Gespräche, Verhandlungen, Terminverschiebungen - gut Ding will Weile haben: Nun gelingt zumindest ein erster Schritt auf dem Weg zu weiteren griechischen Milliardenhilfen. Die Weichen für ein neues Sparpaket sind gestellt. Auf die Bürger warten harte Einschnitte. Gleichzeitig gibt es erschreckende Zahlen zur griechischen Wirtschaftsleistung.

Griechenlands Premier Papademos (l.) und Finanzminister Venizelos (r.): Beim Athener ritt auf der Rasierklinge versuchen sie es mit Ruhe.

Griechenlands Premier Papademos (l.) und Finanzminister Venizelos (r.): Beim Athener ritt auf der Rasierklinge versuchen sie es mit Ruhe.

(Foto: REUTERS)

In Athen sickern erste Details aus dem neuen Sparprogramm der griechischen Regierung durch. Gleichzeitig kommen neue Daten zur Situation der gebeutelten Wirtschaft ans Tageslicht: Griechenland rechnet Regierungskreisen zufolge für das laufende Jahr mit einem Einbruch der Wirtschaftsleistung zwischen vier und fünf Prozent. Das sagte ein Vertreter der Athener Regierung unter Berufung auf einen Berichtsentwurf zum neuen Hilfspaket an den Internationalen Währungsfonds. Im November hatte die Regierung einen Rückgang des Bruttoinlandsprodukts um 2,8 Prozent prognostiziert. Analysten gingen Ende Januar von 3,7 Prozent aus.
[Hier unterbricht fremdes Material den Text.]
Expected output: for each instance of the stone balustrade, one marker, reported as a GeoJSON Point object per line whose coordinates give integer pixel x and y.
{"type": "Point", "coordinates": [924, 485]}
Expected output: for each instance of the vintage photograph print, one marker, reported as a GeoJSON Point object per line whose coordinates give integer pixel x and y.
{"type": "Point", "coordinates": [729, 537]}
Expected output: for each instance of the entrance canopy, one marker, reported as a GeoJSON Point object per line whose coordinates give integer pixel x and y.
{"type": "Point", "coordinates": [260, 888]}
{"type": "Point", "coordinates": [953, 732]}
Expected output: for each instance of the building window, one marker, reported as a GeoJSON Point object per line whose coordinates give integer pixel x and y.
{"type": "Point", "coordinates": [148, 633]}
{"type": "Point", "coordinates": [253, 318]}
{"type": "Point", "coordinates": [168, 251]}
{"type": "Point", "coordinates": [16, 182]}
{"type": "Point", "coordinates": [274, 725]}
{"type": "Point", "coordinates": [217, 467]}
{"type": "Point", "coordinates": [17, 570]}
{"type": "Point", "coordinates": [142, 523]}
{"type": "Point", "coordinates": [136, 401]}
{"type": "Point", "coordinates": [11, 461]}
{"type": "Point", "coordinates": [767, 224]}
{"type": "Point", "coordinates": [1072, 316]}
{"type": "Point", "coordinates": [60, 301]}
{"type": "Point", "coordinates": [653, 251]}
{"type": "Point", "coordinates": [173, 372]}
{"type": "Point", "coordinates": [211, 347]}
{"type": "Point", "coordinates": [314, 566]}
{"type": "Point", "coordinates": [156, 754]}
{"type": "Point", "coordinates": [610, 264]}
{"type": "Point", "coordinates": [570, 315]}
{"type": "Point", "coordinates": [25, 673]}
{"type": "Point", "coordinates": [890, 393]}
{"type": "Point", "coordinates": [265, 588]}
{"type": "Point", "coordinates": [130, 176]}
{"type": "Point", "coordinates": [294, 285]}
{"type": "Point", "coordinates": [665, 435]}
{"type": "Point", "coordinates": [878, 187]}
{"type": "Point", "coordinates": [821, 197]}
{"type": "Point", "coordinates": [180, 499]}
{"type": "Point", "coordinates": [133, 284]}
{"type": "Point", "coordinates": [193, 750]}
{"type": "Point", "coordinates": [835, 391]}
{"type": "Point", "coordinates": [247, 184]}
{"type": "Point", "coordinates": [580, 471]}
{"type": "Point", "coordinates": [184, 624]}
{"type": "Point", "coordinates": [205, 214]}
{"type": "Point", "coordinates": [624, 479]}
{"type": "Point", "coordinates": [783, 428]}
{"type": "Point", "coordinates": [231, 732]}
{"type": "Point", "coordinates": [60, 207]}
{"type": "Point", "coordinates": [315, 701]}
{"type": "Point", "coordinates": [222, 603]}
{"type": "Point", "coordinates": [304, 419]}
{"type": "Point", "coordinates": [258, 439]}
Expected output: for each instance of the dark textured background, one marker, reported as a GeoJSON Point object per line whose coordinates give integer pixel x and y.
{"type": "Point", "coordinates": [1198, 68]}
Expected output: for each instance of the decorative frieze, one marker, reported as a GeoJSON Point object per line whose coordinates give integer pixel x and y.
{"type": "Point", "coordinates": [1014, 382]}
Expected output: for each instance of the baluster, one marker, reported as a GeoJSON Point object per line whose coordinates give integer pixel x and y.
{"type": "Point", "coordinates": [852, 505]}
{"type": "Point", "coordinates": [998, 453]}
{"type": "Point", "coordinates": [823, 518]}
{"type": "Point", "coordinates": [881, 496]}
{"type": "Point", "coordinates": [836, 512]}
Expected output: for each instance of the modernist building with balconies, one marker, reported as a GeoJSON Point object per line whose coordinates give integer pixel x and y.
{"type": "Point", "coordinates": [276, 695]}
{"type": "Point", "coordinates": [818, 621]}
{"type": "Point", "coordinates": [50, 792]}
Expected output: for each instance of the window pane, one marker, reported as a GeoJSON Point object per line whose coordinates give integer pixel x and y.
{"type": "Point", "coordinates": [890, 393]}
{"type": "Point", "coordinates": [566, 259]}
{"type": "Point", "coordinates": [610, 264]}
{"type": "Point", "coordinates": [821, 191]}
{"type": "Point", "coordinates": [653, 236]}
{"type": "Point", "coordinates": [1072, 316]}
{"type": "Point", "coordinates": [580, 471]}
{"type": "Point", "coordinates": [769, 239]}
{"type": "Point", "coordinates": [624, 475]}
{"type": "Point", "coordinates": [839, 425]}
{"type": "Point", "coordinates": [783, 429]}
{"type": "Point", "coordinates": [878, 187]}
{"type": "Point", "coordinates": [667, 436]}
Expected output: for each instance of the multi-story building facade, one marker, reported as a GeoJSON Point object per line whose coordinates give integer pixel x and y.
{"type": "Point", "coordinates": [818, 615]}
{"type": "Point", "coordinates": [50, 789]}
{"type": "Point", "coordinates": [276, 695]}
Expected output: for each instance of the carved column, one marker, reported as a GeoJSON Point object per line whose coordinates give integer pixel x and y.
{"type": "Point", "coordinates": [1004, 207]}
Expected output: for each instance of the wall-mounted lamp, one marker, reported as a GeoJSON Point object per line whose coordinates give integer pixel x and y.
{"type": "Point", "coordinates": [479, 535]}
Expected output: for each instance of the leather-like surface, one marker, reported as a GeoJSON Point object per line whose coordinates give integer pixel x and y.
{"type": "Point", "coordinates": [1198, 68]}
Ob das neue Sparpaket da Abhilfe schaffen kann, darf bezweifelt werden: Wie aus Berichten der griechischen Presse hervorgeht, müssen sich die Arbeitnehmer des Landes auf drastische Einschnitte einstellen. Demnach sollen alle Löhne in der Privatwirtschaft solange eingefroren werden, bis die Arbeitslosenquote von heute mehr als 19 Prozent auf 10 Prozent gefallen ist.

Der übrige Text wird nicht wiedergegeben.